Afuera del hospital había una multitud de reporteros. Al final, Héctor seguía siendo hijo del viejo, así que si no lo dejaban pasar, al día siguiente la prensa iba a hacer un escándalo...
Fabián clavó la mirada en el asistente, con expresión seria.
—Déjalos pasar. Que entren los dos.
...
Afuera del hospital.
Paulina y Héctor se apoyaban el uno al otro, el drama a flor de piel, como si en cualquier momento fueran a desmayarse de tanto dolor.
—Por favor, se los suplico, déjennos ver a mi abuelo por última vez —lloriqueó Paulina, suplicando frente a las cámaras.
Aquel espectáculo frente a los medios era la antesala para la batalla por la herencia. Sabían lo que hacían.
—Señorita Paulina, dicen que el señor ya encontró a la verdadera heredera de la familia Barrera, a la señorita Karla. ¿Sabe algo de eso? —preguntó uno de los reporteros.
Paulina sacudió la cabeza, con lágrimas corriéndole por las mejillas.
—Todo lo de la familia Barrera siempre fue de Karla, si de verdad regresó, no vamos a pelear con ella. Pero el señor es mi familia, solo quiero verlo por última vez.
Héctor también se arrodilló en el suelo, llorando desconsolado.
—Papá, deja que tu hijo te vea una vez más. Sé que no fui el hijo de la mujer a la que más quisiste, pero yo no elegí nacer así. Todos estos años me he partido el lomo por la familia Barrera... ¿ni siquiera me dejas despedirme de ti?
Todo eso iba dirigido a la prensa. Héctor, aunque era hijo ilegítimo, fruto de una relación prohibida, no podía elegir cómo nació. Había hecho de todo por la familia Barrera, ¿le iban a dejar sin absolutamente nada?
Ellos ya estaban apostando por ganar la batalla mediática.
Además, Héctor y Paulina jugaban con la idea de que Karla ni siquiera iba a aparecer.
—Papá, ya mandé vigilar a Fabián.
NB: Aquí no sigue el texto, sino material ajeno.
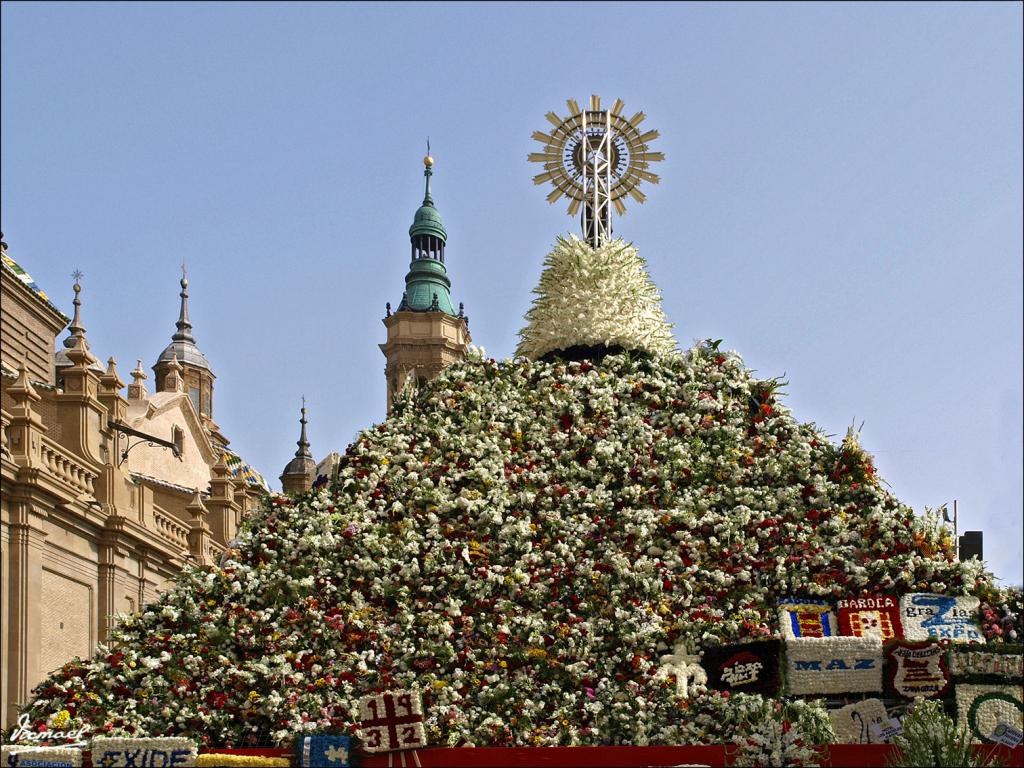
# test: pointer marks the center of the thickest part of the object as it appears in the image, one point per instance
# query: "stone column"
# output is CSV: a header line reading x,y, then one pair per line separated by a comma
x,y
108,551
22,667
222,509
199,530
Cualquier persona que pueda ser Karla, la tenemos en la mira... Por ahora, ni rastro —susurró Paulina al oído de Héctor.
Quizá Karla nunca había sido encontrada, y si de verdad la hubieran hallado, ¿Roberto habría aguantado tanto tiempo con ese dolor? Todo era un rumor, una cortina de humo.
Héctor asintió y justo entonces vieron llegar al asistente de Fabián.
...
Italia, aeropuerto internacional.
Fabiola caminaba con su bebé en brazos, mientras Tomás y varios guardaespaldas la seguían de cerca.
—Fabiola, Agustín quiere hablar contigo —le dijo Tomás, acercándose con el teléfono en la mano.
Fabiola asintió, tomó el celular.
—Ya llegué al aeropuerto. El bebé se queda con mi hermana y la niñera, aquí estará seguro.
Dejarlo en Italia era más seguro que llevarlo de regreso.
Esta vez, su regreso iba a ser una batalla sin tregua.
—Fabiola... hay algo que necesito decirte. Quiero que estés preparada —la voz de Agustín sonó al otro lado de la línea, dudando.
—¿Quieres decir que soy la heredera de la familia Barrera, Karla, verdad? —Fabiola le ahorró el trabajo, diciendo en voz baja lo que él no se atrevía a pronunciar.